A l’origine de cette décision, un cavalier de la Fédération Française d’équitation a fait l’objet d’un contrôle anti-dopage qui s’est révélé être positif à l’hydrochlorotiazide (HCT). Cette substance qui appartient à la classe des diurétiques et autres agents masquants est interdite.

Le cavalier a été sanctionné d’une peine de 3 mois de suspension assortie du sursis par la Fédération Française d’Equitation. Mais le Collège de l’AFLD s’est autosaisi de l’affaire en application de l’article L.232-22 3° du Code du sport et la formation disciplinaire de l’AFLD a prononcé une peine de 2 ans de suspension et d’interdiction de participer à toute compétition.

Le sportif dont la sanction avait ainsi été sensiblement aggravée a alors décidé de former un recours contre cette décision auprès du Conseil d’Etat et de soulever à cette occasion la question prioritaire de constitutionnalité suivante :

L’article L.232-22 du Code du sport porte-t-il atteinte aux principes d’indépendance et d’impartialité découlant de l’article 16 de la Déclaration des droits de l’homme et du citoyen en ce sens qu’il n’existe aucune séparation au sein de l’AFLD entre les fonctions de poursuite et de jugement ?

Le Conseil d’Etat l’estimant sérieuse et cette question n’ayant jamais été soulevée devant le Conseil constitutionnel, il a décidé, par une décision du 6 novembre 2017, de la transmettre aux neuf Sages.

Par le passé, le Conseil constitutionnel avait déjà été amené à se prononcer, également dans le cadre d’une question prioritaire de constitutionnalité, sur une problématique similaire.

Ainsi, le Conseil constitutionnel avait-il été saisi d’une question relative à la conformité à la Constitution de l’article L.631-5 du Code de commerce qui disposait dans sa version en vigueur au moment de la saisine « Lorsqu’il n’y a pas de procédure de conciliation en cours, le tribunal peut également se saisir d’office ou être saisi sur requête du ministère public aux fins d’ouverture de la procédure de redressement judiciaire ».

Par sa décision n°2012-286 QPC du 7 décembre 2012, le Conseil constitutionnel avait décidé que les termes « se saisir d’office ou » du premier alinéa de l’article en question étaient contraires à l’article 16 de la Déclaration des droits de l’homme et du citoyen.

De la même manière, le Conseil constitutionnel s’était déjà prononcé de manière claire sur l’obligation de séparation des fonctions de poursuite et de jugement au sein des autorités administratives indépendantes, telles que l’Autorité de la Concurrence, dont l’auto-saisine avait été validée dès lors que les règles concernées n’opéraient aucune confusion entre d’une part, les fonctions de poursuite et d’instruction et d’autre part, le pouvoir de sanction ( Cons.
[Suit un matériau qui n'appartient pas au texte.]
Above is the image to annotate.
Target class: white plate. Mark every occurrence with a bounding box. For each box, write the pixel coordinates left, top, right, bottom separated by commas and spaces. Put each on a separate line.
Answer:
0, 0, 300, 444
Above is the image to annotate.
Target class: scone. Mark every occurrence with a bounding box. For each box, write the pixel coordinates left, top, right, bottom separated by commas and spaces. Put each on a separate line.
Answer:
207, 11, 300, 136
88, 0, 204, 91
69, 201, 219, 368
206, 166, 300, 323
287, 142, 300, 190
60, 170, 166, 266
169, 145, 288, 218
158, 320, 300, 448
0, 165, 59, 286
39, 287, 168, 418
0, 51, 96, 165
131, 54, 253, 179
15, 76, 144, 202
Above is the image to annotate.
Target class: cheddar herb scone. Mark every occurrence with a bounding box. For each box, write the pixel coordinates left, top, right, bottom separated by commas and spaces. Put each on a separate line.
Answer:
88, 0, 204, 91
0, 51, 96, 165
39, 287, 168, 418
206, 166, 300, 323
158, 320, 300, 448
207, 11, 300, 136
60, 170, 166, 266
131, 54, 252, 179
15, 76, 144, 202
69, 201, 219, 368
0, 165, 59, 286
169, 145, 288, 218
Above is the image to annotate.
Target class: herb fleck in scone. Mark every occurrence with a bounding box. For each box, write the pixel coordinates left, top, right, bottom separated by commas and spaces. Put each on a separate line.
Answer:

Const., 12 octobre 2012, n°2012-280 QPC), ou l’Autorité de contrôle des assurances et des mutuelles dont la procédure d’autosaisine a été invalidée parce qu’elle méconnaissait l’exigence d’impartialité dès lors que les mêmes personnes se prononçaient sur la décision de poursuivre d’une part, et sur la sanction d’autre part (Cons. Const., 2 décembre 2011, n°2011- 200 QPC).

Par sa décision du 2 février 2018, le Conseil constitutionnel vient donc confirmer et étendre à l’AFLD sa jurisprudence en la matière.

En effet, après avoir analysé les dispositions de l’article L.232-22 du Code du sport et en particulier son 3°, et constaté que c’était le Collège de l’AFLD, composé de ses neuf membres, qui décidait collégialement de se saisir d’office, alors que quatre membres de ce même Collège étaient ensuite amenés à délibérer en formation disciplinaire, le Conseil Constitutionnel a jugé que :

« 8. Les dispositions contestées confient ainsi à l’agence française de lutte contre le dopage le pouvoir de se saisir d’office des décisions de sanction rendues par les fédérations sportives qu’elle envisage de réformer. Ce pouvoir n’est pas attribué à une personne ou à un organe spécifique au sein de l’agence alors qu’il appartient ensuite à cette dernière de juger les manquements ayant fait l’objet de la décision de la fédération.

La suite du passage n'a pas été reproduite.